The main idea for these boys at school is that the more responsibility one demonstrates, the more privileges one receives. It's really simple. More of an opportunity than an entitlement.
So, how much money should be considered if, let's say, the lads and lasses choose a monetary reward for succeeding in their efforts? Is an allowance plus standard chores the norm in your home, independent of achieving goals? Do you even set goals with your kids? Parents can decide what the house rules are, for instance, what is a child's reasonable service at home, grades at school, and what is a reward for achieving goals or acknowledging particular merit?
Those of us who experienced more entitlement than "wages for work" as children may want to reverse the course for our children. The opposite can also be true in that for those of us parents who received little entitlement, we may err on the side of spoiling our children. Of course, there are also the examples among us of entitlement leading to more entitlement and old-school promoting more old-school! There is diversity in the family cultures were serve, in other words.
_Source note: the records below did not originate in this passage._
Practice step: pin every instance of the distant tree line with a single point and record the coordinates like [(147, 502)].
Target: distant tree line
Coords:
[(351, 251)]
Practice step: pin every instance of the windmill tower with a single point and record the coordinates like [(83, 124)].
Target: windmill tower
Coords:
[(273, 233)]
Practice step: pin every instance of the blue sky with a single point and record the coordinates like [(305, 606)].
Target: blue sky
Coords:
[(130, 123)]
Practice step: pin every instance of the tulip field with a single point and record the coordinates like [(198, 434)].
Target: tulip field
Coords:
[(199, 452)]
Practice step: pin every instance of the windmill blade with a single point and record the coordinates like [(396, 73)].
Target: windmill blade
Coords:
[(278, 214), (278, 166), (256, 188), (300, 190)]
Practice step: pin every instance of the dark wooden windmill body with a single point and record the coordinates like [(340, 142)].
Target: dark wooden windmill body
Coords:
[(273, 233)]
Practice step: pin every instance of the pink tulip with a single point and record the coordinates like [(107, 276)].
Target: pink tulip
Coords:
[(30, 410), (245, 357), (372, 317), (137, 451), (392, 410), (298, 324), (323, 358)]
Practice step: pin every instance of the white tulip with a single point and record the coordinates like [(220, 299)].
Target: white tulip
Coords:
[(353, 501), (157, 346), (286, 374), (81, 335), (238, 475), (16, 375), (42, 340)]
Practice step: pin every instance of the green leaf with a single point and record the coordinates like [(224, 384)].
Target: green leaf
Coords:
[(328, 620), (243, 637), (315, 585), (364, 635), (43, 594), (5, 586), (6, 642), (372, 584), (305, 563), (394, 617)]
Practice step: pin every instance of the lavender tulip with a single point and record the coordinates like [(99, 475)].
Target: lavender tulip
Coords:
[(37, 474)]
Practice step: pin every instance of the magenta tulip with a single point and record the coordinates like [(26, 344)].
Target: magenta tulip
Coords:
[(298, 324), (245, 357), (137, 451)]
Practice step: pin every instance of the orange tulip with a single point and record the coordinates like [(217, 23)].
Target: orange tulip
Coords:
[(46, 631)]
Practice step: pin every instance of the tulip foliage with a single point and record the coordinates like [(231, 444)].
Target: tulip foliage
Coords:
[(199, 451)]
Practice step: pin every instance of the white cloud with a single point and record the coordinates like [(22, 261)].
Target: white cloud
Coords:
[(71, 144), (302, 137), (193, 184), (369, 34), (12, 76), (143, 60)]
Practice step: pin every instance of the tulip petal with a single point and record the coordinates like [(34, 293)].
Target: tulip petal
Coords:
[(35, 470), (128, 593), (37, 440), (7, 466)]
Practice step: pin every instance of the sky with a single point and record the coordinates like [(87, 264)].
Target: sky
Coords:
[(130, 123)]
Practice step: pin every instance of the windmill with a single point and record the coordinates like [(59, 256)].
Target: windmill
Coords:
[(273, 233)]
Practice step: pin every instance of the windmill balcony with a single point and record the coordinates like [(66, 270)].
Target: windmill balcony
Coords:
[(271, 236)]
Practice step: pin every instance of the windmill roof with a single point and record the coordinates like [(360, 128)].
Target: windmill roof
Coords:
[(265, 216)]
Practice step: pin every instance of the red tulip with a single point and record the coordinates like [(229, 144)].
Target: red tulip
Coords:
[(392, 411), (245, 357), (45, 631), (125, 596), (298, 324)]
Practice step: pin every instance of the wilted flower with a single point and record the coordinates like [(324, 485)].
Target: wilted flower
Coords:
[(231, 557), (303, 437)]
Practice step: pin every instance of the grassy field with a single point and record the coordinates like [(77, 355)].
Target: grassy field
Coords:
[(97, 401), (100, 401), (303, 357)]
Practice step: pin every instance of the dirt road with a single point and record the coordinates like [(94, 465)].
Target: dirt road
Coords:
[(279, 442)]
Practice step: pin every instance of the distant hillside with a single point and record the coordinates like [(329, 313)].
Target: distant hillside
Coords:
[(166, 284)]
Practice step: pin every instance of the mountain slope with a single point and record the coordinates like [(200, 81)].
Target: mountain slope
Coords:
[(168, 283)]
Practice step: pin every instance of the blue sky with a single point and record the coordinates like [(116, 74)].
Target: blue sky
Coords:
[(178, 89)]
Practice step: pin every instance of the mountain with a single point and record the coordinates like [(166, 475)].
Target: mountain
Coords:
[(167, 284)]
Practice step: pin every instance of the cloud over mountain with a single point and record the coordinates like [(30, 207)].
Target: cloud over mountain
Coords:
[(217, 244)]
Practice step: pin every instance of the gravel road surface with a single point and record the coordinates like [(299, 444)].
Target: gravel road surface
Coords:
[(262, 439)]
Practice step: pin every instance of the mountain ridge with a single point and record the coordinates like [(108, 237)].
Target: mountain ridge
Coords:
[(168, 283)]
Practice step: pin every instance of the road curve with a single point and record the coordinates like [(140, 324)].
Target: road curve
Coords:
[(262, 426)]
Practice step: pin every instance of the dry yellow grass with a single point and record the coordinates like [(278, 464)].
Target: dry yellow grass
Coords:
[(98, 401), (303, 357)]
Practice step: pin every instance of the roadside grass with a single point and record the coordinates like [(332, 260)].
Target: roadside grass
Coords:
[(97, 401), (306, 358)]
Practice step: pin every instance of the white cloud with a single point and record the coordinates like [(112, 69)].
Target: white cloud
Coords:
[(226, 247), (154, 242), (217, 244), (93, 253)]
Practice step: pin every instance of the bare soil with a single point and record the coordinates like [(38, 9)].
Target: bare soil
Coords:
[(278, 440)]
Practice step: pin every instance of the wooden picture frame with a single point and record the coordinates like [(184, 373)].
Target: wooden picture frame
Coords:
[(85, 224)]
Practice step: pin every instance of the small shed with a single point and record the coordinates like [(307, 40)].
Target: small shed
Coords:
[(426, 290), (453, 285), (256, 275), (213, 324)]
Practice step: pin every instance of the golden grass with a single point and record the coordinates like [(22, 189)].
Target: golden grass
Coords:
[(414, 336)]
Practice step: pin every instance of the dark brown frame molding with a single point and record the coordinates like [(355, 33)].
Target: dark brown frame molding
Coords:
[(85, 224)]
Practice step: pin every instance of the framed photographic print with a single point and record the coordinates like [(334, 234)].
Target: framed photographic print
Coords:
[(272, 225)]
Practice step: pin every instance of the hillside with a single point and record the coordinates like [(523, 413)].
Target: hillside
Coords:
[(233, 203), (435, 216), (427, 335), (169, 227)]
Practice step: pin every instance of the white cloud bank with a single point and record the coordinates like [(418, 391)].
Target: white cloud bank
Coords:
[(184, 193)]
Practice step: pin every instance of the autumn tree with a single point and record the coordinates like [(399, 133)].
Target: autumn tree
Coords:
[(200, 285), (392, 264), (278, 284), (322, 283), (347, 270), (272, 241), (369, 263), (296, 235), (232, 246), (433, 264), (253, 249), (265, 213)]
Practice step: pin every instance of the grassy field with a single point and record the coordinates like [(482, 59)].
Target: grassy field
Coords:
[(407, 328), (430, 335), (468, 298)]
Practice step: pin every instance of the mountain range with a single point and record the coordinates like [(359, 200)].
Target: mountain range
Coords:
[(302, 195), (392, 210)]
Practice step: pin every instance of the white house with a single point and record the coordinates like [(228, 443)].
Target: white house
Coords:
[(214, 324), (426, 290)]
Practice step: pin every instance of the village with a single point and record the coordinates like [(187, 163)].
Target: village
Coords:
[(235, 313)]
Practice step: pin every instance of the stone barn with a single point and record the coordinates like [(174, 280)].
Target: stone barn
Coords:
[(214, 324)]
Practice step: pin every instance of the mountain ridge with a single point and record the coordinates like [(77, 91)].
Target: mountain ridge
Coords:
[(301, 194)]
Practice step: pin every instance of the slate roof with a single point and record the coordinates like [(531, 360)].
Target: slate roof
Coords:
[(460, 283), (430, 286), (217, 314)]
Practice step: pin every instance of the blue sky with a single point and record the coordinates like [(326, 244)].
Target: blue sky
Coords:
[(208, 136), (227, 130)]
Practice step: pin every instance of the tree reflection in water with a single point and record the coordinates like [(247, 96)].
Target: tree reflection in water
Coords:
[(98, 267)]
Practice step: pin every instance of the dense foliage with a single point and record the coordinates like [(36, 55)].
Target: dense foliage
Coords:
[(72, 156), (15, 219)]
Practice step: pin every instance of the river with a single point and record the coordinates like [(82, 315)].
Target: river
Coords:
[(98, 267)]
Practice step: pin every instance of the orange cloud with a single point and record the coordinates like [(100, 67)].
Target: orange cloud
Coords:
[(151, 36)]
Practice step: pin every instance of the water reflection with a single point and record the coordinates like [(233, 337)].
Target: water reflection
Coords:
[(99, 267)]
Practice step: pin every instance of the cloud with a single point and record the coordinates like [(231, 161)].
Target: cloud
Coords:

There are many opinions that we've heard/witnessed about all this over the years here at school, and we are not dogmatic about the details parents choose when it comes to allowances, bribes, goals, rewards..., and all this can get unnecessarily complex. There should be a lot of freedom within and among families for each one to enact stipulations based on what their family priorities are.
The bottom line: kids do seem to want to participate in their goals and rewards, possible even in their rewards and punishments, and a disciplined parent approach in accordance with parent-child negotiations can positively motivate the students we encounter at MUS.